En bref
Tout site professionnel doit afficher l'identité de l'éditeur, son statut et son numéro SIRET, une adresse de contact, l'hébergeur du site, et pour une activité de service au particulier : les tarifs, les conditions générales de vente, le médiateur de la consommation et, depuis la réforme du statut, la mention « EI » pour un entrepreneur individuel. S'y ajoutent une politique de confidentialité dès qu'un formulaire collecte des données, et un avertissement précisant que les prestations relèvent du bien-être et ne remplacent pas un avis médical.
Ce que la loi impose à tout site professionnel
L'identité de l'éditeur : nom et prénom pour un entrepreneur individuel, dénomination pour une société. L'adresse du siège ou de l'établissement, une adresse e-mail et un numéro de téléphone.
Le numéro SIRET, et le cas échéant le numéro de TVA intracommunautaire. Pour un entrepreneur individuel, la mention « EI » ou « entrepreneur individuel » doit accompagner le nom.
Les coordonnées de l'hébergeur du site : nom, adresse, téléphone. C'est la mention la plus souvent oubliée, et elle ne dépend pas de vous mais de votre prestataire.

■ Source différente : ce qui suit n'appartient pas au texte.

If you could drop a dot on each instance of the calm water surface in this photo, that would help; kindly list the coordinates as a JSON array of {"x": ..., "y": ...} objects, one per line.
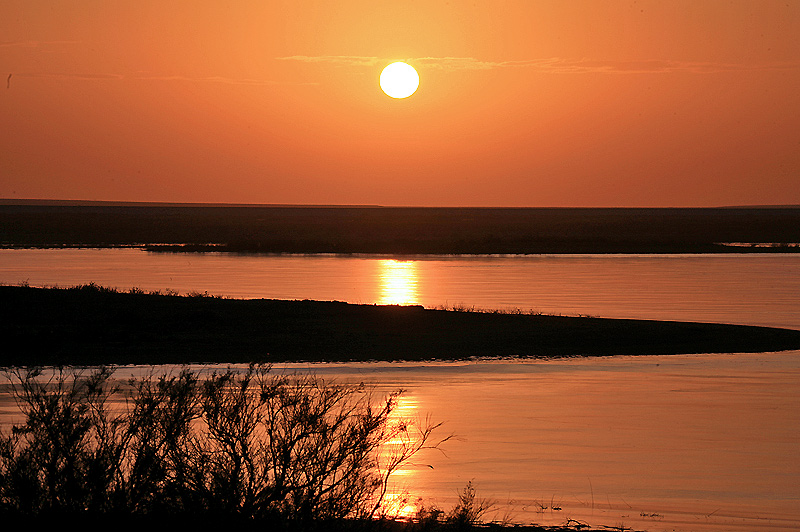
[
  {"x": 696, "y": 442},
  {"x": 748, "y": 289}
]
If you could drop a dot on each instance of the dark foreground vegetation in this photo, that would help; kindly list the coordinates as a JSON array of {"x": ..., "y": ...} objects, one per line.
[
  {"x": 92, "y": 325},
  {"x": 400, "y": 230},
  {"x": 233, "y": 450}
]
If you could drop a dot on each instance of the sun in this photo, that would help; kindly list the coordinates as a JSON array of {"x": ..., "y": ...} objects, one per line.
[{"x": 399, "y": 80}]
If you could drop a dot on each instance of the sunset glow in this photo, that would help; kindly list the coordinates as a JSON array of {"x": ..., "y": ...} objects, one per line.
[
  {"x": 645, "y": 103},
  {"x": 399, "y": 80},
  {"x": 398, "y": 282}
]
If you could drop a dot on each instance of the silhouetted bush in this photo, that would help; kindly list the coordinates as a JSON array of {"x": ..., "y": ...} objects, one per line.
[{"x": 251, "y": 445}]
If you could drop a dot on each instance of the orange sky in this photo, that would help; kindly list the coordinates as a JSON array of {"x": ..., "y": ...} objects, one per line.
[{"x": 521, "y": 103}]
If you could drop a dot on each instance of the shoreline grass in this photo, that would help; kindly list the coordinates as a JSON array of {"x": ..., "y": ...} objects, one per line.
[{"x": 94, "y": 325}]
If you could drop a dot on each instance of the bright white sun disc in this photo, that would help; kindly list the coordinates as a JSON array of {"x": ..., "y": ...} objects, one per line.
[{"x": 399, "y": 80}]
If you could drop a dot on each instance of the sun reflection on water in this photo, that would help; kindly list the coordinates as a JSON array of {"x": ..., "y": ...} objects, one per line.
[
  {"x": 398, "y": 502},
  {"x": 398, "y": 280}
]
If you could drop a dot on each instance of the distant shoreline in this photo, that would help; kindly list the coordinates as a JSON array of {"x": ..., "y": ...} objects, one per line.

Ce qui s'ajoute quand on vend des prestations à des particuliers
**Les tarifs**, affichés de façon lisible, prestation par prestation, toutes taxes comprises.

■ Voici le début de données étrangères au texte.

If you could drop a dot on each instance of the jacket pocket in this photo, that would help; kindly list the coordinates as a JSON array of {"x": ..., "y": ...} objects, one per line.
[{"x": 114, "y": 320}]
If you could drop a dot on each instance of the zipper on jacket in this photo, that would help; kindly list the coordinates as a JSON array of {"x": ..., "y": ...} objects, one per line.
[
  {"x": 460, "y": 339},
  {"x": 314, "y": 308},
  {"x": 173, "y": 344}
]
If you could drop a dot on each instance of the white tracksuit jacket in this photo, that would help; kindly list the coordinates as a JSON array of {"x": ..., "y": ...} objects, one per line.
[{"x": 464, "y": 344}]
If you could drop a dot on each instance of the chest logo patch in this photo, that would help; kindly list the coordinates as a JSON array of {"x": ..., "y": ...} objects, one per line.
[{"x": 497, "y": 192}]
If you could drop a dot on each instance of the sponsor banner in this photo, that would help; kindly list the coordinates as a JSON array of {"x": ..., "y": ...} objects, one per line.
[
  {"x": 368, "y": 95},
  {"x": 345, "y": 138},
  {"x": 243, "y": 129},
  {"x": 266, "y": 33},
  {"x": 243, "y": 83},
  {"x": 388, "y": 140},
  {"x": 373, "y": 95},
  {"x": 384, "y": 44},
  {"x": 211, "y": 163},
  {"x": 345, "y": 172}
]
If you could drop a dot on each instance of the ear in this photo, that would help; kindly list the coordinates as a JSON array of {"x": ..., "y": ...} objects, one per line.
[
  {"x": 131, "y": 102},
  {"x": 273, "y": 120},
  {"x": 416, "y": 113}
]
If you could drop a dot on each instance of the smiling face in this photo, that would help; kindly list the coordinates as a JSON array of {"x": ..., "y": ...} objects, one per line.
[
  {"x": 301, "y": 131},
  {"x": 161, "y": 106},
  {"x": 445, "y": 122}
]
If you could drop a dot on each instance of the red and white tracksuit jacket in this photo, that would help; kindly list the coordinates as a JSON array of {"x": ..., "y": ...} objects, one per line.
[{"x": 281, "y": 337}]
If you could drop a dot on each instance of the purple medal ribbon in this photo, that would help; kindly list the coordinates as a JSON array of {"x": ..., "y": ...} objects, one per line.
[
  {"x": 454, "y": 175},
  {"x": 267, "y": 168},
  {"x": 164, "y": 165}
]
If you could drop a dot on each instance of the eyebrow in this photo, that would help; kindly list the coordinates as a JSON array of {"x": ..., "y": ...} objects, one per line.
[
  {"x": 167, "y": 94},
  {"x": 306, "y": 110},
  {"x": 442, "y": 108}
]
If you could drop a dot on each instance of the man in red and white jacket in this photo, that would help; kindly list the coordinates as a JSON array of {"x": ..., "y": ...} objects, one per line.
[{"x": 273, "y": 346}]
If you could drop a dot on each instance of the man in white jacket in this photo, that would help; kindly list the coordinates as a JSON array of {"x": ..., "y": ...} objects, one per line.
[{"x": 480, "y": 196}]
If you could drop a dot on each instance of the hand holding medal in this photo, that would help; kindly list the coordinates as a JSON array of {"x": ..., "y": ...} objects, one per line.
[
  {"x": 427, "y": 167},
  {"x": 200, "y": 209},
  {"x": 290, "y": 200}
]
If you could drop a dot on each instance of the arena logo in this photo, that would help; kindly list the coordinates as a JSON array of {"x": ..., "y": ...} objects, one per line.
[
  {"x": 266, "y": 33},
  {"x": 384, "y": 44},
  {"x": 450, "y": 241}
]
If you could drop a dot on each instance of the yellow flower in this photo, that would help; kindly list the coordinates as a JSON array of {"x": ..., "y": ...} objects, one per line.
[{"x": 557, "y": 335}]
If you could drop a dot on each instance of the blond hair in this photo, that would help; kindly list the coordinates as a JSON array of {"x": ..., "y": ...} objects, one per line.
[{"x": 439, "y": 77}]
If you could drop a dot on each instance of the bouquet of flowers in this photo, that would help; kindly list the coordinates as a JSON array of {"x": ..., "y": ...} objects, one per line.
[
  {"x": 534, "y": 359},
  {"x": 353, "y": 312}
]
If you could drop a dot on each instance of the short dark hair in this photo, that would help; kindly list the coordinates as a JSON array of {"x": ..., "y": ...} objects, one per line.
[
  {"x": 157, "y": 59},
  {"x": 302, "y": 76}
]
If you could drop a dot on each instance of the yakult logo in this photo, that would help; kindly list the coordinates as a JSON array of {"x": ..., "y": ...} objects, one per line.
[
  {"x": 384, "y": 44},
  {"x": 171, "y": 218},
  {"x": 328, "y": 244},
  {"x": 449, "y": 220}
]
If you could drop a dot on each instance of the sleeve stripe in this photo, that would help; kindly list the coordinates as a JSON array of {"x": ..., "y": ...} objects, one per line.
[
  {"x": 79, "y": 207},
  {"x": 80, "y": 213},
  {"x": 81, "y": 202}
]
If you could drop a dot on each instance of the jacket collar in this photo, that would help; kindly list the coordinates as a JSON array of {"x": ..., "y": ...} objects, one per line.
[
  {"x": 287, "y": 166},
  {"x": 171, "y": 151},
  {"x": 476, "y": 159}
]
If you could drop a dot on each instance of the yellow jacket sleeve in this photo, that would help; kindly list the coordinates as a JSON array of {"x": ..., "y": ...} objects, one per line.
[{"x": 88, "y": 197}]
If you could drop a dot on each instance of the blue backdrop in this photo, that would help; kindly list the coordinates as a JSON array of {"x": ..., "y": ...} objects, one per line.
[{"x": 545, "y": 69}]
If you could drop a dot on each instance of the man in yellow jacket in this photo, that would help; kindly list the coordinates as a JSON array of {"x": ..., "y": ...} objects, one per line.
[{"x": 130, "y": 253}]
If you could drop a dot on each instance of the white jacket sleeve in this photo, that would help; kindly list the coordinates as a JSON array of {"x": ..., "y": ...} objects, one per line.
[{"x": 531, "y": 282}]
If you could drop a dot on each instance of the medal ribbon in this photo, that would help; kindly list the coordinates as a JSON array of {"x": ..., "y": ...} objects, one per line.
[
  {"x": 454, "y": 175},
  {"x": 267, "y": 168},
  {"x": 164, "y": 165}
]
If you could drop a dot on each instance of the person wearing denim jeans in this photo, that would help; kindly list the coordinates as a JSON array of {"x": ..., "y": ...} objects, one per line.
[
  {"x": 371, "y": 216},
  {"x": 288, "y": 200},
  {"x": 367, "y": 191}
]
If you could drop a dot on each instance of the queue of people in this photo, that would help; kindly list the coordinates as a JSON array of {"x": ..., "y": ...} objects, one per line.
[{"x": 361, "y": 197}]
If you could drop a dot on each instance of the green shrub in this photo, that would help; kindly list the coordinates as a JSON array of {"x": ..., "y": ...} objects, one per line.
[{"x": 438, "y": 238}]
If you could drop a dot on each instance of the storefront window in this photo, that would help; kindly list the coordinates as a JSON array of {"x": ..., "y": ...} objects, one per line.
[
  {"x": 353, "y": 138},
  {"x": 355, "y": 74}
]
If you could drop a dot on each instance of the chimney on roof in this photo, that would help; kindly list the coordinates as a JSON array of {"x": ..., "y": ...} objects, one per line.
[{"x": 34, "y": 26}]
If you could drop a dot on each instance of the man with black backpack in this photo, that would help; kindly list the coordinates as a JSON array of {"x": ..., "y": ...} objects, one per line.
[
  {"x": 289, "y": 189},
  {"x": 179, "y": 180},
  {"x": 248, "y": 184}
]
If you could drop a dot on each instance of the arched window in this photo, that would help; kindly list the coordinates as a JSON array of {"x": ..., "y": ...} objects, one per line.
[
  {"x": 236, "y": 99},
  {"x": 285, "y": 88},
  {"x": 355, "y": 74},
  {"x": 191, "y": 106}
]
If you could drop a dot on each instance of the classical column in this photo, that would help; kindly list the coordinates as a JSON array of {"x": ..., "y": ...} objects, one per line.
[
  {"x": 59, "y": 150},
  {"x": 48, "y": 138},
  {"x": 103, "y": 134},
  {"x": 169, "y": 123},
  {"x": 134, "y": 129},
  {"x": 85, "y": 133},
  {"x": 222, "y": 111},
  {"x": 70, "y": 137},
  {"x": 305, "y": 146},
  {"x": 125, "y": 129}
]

**Les conditions générales de vente**, qui disent le déroulé, l'annulation, le remboursement éventuel et les moyens de paiement. Notre article sur les CGV et le formulaire de consentement détaille ce qu'elles doivent contenir.
**Le médiateur de la consommation** : tout professionnel vendant à des particuliers doit adhérer à un dispositif de médiation et en afficher les coordonnées. C'est une obligation peu connue et régulièrement contrôlée.
**L'assurance responsabilité civile professionnelle** : son nom et sa couverture géographique, surtout si vous recevez au cabinet.
Ce que le RGPD ajoute dès qu'il y a un formulaire
Un simple formulaire de contact collecte des données personnelles. Il faut donc une politique de confidentialité qui dise ce qui est collecté, pourquoi, combien de temps c'est conservé, et comment demander la suppression.
Si votre site dépose des cookies de mesure d'audience ou de publicité, un bandeau de consentement est nécessaire, avec un vrai bouton « refuser » aussi visible que le bouton « accepter ».
Attention aux formulaires qui demandent le motif de consultation : vous collectez alors une donnée de santé, la catégorie la plus protégée. Sur un site public, mieux vaut s'en tenir au nom, au téléphone et à une demande de rappel.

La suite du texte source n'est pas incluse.